Things could be worse for Blackberry, it could be a mobile operator—then it would have a real brand loyalty challenge on its hands. Almost 40 per cent of respondents to the Intelligence Industry Survey 2013 said they believe that OTT players, including Google/Android and Apple, have defeated mobile operators in the battle for brand loyalty.

37.7 per cent of respondents agreed or strongly agreed that OTT players have won this battle, compared with 32.6 per cent who disagreed or strongly disagreed with the statement; more than twice as many respondents strongly agreed than the number who strongly disagreed.

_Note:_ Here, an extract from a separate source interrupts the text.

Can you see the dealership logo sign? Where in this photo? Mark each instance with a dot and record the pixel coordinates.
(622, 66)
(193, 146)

Nonetheless, almost half of all respondents believe that mobile operators are capable of competing with OTT service providers in service innovation. Furthermore, the majority (54.6 per cent) of respondents believe that OTT players should subsidise the cost of traffic that their services generate, and almost as many (48.7 per cent) reckoned that OTT players could be persuaded to do so. Proof that our readers are optimistic people!

Operators need to get on with operatory things and that’s just what they’ve been doing in the US this week. AT&T has entered into an agreement with rival Verizon Wireless to acquire 700MHz spectrum licenses for $1.9bn in cash, plus AWS licences in several states. The 700MHz licenses cover 42 million people in 18 US states including California, Florida, New York, Texas and Washington.

According to AT&T the acquisition complements its existing holdings in the 700MHz B band and will allow the operator to quickly expand its 4G LTE services to meet demand, it said.

It will also sell another of its AWS licences to Grain Management, a US private equity firm focused on investments in the telecommunications sector, and will lease back spectrum from Grain in three markets. The transaction is subject to regulatory approval. AT&T anticipates closing the transaction in the second half of 2013.

Meanwhile Sprint has expanded its LTE service in the country, as it continues build out project Network Vision. The operator introduced its LTE network in July 2012 and has now extended its coverage to include Austin and Bryan/College Station in Texas; Columbia, Tennessee; Emporia in Kansas; Fort Wayne, Indiana; Gettysburg, Pennsylvania and Framingham and Boston in Massachusetts.

The firm added that it has also significantly improved its 3G service in Puerto Rico and expanded 4G LTE to reach more regions in the country, including Aguadilla, Isabela, Cabo Rojo and Mayagüez.

We started this week’s edition with tales of (alleged) errant behaviour so let’s end the same way. South Korean operator SK Telecom’s chairman Chey Tae-won  has been handed a four-year jail sentence after being found guilty of stealing close to $50m from his own company. The ruling comes as the country’s president-elect has vowed tougher action against the nation’s corrupt business leaders. In previous years, executives at South Korean firms including Samsung, Hyundai and Hanwha had only been given suspended sentences when found guilty of corruption.

Chey, as they say, has form as long as your arm. In 2003, he was convicted for fraud and spent several months in jail, although for some reason that did not prevent him from returning as chairman on his release.

“As the head of SK, which has a large influence on the nation’s economy, Chey Tae-won should be an example of corporate governance and transparency … but instead embezzled several tens of billions of won in affiliates’ funds and tried to pass on the responsibility to the other defendants,” Seoul’s Central District Court’s Judge Lee Won-beom said in his ruling, according to Reuters.

SK Group, the operator’s holding company, said that Chey Tae-won would appeal the ruling. Gangnam Style.